As elites dirigentes não precisam ser classificadas, verificadas, analisadas, aferidas, o partido ou o compadrio atestam, por sua honra, e temos gente grada à frente das empresas e da administração pública.
Por exemplo, se os técnicos superiores da administração pública, e os demais servidores públicos são classificados anualmente, porque não avaliar o desempenho de médicos, entrando nessa avaliação além dos superiores, quem melhor se pode pronunciar sobre os cuidados e resultados obtidos, os doentes?
A resposta é simples e categórica. Muitos médicos que exercem teriam de abandonar a sua profissão e procurar outro modo de vida. Porque podem, em Portugal, os médicos, fazer tudo o que lhes apetece, parece estarem a cima da lei, e muitas das vezes tratam os doentes, exatamente todos aqueles que pagam e pagaram a sua formação, sem qualquer respeito. E muitas vezes sem competência. Enigmas.
Porque têm de ser os médicos - de que se diz fazerem falta - a ocupar lugares de gestão se não possuem quaisquer conhecimentos para isso e a sua formação não tem sequer esse objectivo e missão.
O tempo não pode voltar para trás. Os que torturam e exploram pessoas têm de ser investigados e serem alvo de procedimentos judiciais. Os que não têm perfil para dirigir devem dar lugar a quem tem experiência e conhecimentos para o fazer. A administração pública deveria dar o exemplo e mostra-se uma feira de circo.
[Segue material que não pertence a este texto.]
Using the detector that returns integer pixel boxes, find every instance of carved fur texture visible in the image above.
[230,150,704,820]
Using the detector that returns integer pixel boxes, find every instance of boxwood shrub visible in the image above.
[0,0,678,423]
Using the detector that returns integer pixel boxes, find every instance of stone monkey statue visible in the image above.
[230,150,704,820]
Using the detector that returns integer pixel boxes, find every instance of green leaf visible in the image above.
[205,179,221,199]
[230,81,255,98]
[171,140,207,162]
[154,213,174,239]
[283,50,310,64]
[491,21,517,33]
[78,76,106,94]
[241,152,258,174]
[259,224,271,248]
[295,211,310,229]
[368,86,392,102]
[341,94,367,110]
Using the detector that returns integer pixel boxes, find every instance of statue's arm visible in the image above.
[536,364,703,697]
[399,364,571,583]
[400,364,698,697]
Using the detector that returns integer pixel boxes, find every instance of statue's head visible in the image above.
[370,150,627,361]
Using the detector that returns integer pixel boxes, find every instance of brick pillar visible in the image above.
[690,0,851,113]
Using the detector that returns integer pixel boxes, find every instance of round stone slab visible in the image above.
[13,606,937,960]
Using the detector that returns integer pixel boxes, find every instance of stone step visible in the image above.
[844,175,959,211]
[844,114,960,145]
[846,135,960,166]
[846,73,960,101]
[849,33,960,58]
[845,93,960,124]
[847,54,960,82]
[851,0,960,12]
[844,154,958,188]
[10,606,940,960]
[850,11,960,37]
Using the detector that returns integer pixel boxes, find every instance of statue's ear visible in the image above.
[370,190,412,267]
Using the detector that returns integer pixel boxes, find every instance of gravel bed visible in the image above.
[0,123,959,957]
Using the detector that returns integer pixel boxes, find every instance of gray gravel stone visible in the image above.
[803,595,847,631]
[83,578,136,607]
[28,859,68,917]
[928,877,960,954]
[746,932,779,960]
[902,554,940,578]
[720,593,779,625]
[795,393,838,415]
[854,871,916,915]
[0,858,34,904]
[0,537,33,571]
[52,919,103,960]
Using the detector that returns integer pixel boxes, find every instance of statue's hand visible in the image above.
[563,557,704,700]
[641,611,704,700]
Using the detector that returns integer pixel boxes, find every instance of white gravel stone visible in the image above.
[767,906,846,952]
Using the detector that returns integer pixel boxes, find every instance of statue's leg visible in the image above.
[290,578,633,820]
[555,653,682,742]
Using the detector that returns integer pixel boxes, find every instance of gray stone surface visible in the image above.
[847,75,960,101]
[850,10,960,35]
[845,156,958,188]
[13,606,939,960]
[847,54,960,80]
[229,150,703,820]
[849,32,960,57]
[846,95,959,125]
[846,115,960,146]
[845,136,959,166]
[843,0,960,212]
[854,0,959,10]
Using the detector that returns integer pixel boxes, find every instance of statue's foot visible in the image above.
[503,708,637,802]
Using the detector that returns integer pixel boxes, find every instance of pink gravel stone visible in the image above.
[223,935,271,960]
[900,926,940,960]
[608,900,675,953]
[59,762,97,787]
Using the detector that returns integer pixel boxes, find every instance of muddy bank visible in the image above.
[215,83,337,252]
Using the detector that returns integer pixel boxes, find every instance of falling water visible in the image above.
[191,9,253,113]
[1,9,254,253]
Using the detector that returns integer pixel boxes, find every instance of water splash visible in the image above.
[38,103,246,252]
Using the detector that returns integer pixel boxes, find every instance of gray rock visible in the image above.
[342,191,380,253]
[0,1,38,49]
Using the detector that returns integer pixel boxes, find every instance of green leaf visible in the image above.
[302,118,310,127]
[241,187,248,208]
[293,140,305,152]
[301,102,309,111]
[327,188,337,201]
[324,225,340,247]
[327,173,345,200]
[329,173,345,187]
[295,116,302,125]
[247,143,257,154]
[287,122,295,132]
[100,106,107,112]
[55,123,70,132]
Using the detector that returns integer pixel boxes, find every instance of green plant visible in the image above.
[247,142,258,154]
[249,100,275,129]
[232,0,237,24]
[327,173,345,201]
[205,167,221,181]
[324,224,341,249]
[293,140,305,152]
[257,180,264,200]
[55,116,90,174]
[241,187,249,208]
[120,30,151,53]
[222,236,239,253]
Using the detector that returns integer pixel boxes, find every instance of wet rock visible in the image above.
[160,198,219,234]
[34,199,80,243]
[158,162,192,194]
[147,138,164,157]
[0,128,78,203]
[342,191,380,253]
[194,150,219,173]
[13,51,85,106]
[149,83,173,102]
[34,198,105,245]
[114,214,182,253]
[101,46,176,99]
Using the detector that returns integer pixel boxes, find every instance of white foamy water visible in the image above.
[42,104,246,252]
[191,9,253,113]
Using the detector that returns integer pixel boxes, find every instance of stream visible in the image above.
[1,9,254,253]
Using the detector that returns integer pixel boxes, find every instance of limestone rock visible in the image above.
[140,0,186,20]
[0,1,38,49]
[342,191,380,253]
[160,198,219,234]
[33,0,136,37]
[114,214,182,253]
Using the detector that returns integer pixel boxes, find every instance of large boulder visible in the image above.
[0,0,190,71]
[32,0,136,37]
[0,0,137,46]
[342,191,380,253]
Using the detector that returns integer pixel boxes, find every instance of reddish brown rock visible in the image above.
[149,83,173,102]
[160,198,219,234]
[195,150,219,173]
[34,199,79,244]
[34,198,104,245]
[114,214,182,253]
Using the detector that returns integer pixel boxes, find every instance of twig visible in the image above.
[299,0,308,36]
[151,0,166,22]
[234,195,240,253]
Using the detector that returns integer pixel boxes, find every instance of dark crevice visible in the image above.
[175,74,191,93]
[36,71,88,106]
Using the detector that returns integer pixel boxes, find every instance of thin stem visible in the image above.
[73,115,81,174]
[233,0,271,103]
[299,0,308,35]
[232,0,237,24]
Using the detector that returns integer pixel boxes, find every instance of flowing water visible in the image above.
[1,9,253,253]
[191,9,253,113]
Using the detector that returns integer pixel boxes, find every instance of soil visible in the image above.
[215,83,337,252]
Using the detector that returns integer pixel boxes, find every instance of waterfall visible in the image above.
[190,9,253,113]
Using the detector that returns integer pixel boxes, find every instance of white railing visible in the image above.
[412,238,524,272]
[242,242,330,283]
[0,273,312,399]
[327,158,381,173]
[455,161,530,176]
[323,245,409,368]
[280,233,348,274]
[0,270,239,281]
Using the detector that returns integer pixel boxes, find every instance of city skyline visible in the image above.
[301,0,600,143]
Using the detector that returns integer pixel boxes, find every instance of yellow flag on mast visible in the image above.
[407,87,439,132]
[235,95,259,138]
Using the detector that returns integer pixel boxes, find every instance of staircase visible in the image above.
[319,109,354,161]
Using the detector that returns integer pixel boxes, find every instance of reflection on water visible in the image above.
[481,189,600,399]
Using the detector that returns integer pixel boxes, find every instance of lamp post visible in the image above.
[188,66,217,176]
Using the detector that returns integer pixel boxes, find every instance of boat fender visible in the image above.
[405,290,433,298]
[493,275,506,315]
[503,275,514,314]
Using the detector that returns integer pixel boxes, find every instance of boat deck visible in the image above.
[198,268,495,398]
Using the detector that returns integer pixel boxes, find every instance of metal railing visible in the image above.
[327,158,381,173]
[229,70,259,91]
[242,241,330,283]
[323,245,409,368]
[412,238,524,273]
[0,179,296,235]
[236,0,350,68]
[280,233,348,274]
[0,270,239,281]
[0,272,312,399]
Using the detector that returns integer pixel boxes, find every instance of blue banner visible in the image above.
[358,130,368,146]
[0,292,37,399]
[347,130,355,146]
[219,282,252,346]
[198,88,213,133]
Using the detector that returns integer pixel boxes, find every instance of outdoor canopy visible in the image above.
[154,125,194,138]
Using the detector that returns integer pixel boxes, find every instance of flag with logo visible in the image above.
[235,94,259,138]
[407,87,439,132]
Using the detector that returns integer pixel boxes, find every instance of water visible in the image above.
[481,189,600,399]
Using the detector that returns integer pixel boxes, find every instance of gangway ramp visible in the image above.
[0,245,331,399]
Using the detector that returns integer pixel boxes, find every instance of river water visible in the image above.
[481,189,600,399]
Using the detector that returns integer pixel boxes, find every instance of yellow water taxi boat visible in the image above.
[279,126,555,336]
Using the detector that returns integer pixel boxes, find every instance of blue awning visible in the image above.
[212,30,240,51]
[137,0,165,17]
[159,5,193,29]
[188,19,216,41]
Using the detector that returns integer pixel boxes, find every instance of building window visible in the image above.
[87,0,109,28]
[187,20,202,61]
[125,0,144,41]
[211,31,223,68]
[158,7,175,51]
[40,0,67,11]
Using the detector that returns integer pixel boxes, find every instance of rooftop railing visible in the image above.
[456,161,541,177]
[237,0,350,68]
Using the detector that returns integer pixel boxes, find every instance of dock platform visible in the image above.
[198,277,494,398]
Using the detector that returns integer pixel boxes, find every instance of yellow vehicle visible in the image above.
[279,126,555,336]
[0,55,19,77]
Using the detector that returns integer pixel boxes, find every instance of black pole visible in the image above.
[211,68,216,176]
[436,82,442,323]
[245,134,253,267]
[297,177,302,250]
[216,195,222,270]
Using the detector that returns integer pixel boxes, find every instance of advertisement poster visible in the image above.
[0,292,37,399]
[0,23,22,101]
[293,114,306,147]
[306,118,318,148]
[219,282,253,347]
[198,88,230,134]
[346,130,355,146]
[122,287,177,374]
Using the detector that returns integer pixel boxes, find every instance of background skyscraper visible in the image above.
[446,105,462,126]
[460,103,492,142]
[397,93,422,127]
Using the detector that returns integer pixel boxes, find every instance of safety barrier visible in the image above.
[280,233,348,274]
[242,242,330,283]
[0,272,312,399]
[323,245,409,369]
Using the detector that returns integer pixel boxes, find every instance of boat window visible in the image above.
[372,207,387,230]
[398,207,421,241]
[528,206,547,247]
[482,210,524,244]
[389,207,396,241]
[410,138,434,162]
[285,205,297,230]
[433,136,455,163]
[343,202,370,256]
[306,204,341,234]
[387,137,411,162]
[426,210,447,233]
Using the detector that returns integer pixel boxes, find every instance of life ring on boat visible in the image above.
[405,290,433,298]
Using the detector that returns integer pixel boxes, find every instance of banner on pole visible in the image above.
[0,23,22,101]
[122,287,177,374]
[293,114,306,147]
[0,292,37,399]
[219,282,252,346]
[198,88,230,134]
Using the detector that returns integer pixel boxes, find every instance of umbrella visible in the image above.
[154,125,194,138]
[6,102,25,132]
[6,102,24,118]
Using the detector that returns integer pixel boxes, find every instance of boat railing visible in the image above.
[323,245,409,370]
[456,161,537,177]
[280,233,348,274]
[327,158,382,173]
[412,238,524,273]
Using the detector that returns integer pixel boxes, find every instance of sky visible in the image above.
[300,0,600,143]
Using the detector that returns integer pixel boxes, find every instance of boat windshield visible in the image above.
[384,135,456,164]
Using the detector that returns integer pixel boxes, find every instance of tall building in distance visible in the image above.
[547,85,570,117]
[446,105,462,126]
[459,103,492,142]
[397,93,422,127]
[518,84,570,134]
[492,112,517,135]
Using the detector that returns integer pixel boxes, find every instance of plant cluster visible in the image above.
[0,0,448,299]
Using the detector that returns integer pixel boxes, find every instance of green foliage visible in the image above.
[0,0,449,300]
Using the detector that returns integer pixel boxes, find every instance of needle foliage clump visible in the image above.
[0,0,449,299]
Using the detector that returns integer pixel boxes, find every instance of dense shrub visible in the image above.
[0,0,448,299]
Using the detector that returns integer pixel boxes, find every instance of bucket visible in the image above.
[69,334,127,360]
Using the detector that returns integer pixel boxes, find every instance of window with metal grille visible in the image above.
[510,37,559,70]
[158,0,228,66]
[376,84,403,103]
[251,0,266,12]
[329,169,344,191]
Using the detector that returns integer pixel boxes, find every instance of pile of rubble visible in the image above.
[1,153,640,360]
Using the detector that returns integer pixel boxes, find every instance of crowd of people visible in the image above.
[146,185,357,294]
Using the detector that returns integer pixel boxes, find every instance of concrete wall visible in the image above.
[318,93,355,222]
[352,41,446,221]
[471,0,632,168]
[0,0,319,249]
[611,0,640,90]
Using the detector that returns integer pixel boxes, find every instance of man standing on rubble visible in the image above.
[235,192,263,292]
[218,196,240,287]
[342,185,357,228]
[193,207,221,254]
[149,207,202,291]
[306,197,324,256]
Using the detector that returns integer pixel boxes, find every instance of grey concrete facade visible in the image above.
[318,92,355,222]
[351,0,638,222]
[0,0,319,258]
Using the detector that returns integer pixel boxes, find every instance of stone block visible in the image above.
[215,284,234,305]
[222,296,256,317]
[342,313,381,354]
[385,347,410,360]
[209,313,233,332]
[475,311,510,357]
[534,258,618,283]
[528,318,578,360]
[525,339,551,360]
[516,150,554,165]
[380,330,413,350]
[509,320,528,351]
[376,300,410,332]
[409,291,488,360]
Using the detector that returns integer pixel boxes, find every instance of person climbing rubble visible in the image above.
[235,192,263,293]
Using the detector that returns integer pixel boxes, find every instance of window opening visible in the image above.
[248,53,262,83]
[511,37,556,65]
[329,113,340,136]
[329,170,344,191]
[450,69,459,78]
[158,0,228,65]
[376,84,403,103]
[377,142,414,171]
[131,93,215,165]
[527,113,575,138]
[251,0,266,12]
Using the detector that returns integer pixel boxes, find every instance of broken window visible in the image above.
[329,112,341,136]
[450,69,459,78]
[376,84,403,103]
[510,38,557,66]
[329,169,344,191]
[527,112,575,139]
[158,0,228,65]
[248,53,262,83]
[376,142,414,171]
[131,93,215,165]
Nada funciona, os que por lá andam dirigindo, desmotivam quem sabe e quem trabalha, e são um atentado à liberdade de oportunidades, ao mérito, à competência e ao conhecimento.
Com alguma estranheza constato que as melhores empresas para trabalhar e mais competitivas, pagam bem, proporcionam boas condições aos seus trabalhadores, facilitam horários, têm mesmo locais de descanso e lazer. E não me entra na moleirinha que o mesmo trabalhador que em Portugal é um calão, nada produz e nada sabe, é valorizado no estrangeiro. Enfim, isto é areia de mais para a minha camioneta. Quem manda por cá é quem tem os livros, e se pode faz.
A próxima era será inevitavelmente a do conhecimento. Os incompetentes, os filhos e primos, os amigos, terão de encontrar o seu lugar e lutar pela vida. Portugal paga caro todo este desnorte. O país jé de si mostra um povo infeliz, que acreditou aprender a sorrir com as liberdades. Foi um sorriso que durou pouco tempo. Portugal está como sempre tem estado, falido, desgovernado, sem civilização e é um feudo de meia dúzia.
Quando os sábios ocuparem os lugares das decisões o país vai mudar. Naturalmente. Até lá, vamos caindo, caindo, na nossa mediocridade e pequenez. O povo, essa massa heterogénea de pessoas já deixou de acreditar. Por isso não há evolução. Um povo sem sonhos, um povo embrutecido, enganado, faz que anda, mas manda andar os foliões que salvam tudo e tudo sabem. Trabalhem malandros.